Cette généalogie se rapproche de celle de l’évangile de Matthieu. Ce qui donna certaines difficultés
aux exégètes musulmans. Pour bons nombres d’exégètes musulmans, la généalogie reste malgré
tout fragile, on retrouve l’existence de deux Imran, le père de Moïse et celui de Marie, et cela avec
mille huit cent ans de différence.
Il faut aussi reconnaître que les exégètes s’accordent tous pour dire que Jésus est descendant de
Jacob, et donc d’Isaac, tandis que Muhammad est un fils d’Ismaël. 8 ( Jésus prophète)

Naissance de Marie

Tabari et Qurtubi nous relatent les faits de la naissance de Marie. (Tabari : Historien et exégète
Perses du Coran qui vécut aux 9 siècles. Qurtubi : ( 1214-1273) savant sunnite appartenant à l’école
Malékite). Voici ce qu’ils nous disent de la naissance de Marie. Selon la tradition Anne qui était une
femme stérile fut émue par le spectacle d’un oiseau qui abecquait ses petits. Elle demanda au
Seigneur de lui offrir un enfant, disant que si elle était exaucée, elle le consacrerait à Dieu. Le vœu
d’Anne fut exaucé par le Seigneur, mais la naissance consacrée fut celle d’une fille. Anne pensait en
faisant ce vœu qu’elle aurait un garçon, car seuls les enfants mâles pouvaient être consacrés au
temple. Anne fut déçue de ne pas pouvoir consacrer son enfant, une sourate du Coran nous relate
l’événement, « Et quand elle a accouché d’un enfant du sexe féminin, elle dit Seigneur, voici que
j’ai mis au monde une fille, or Dieu savait mieux que personne de quoi elle avait accouché. » 9 ( Le
Coran)
Toujours selon la tradition (les hadiths), Zacharie qui était prêtre du temple d’Israël recueillit Marie
dans sa demeure, car sa cousine Anne, la mère de Marie, était morte peu de temps après la naissance
de Marie. Zacharie l’éleva jusqu’à ce qu’elle puisse entrer au temple.

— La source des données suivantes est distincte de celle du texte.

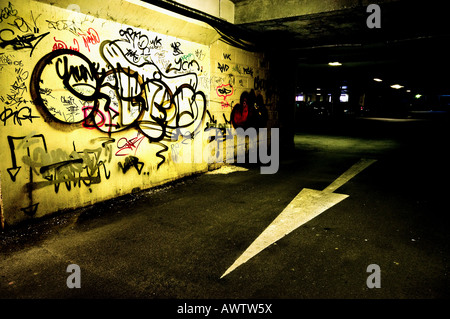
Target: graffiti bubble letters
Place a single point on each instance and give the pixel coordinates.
(120, 95)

Marie a-t-elle servie au temple ?

Selon la loi juive, une femme ne pouvait servir au temple, mais il y a un verset du Coran qui dit que
Marie était dans le lieu saint. « Or, chaque fois que Zacharie entrait dans le Mithrab pour aller la
voir, il trouvait près d’elle une ration de vivre ». 10 ( Le Coran)

Précision : Mithrab signifie lieu de prière.

Nous sommes en présence d’un problème. Le Coran dit que Marie fut admise dans le Mithrab quand
on sait qu’il était totalement interdit aux femmes d’y pénétrer. Les exégètes musulmans tendent à
démontrer que peut-être le Mithrab de Marie pouvait être une pièce servant d’oratoire, soit dans le
temple, ou tout près à l’extérieur du temple. Les exégètes musulmans vont tout faire pour essayer de
trouver un hadith qui colle avec ce verset du Coran, car la parole de Dieu ne peu pas se tromper.

L’annonce faite a Marie

Dans beaucoup de hadiths, on relate que Marie fut visitée par un ange et que cet ange était
probablement Gabriel. « Il lui annonça : O Marie, voici que Dieu t’annonce la bonne nouvelle
d’une parole venant de lui. Son nom est le messie, fils de Marie. » 11 ( Le Coran)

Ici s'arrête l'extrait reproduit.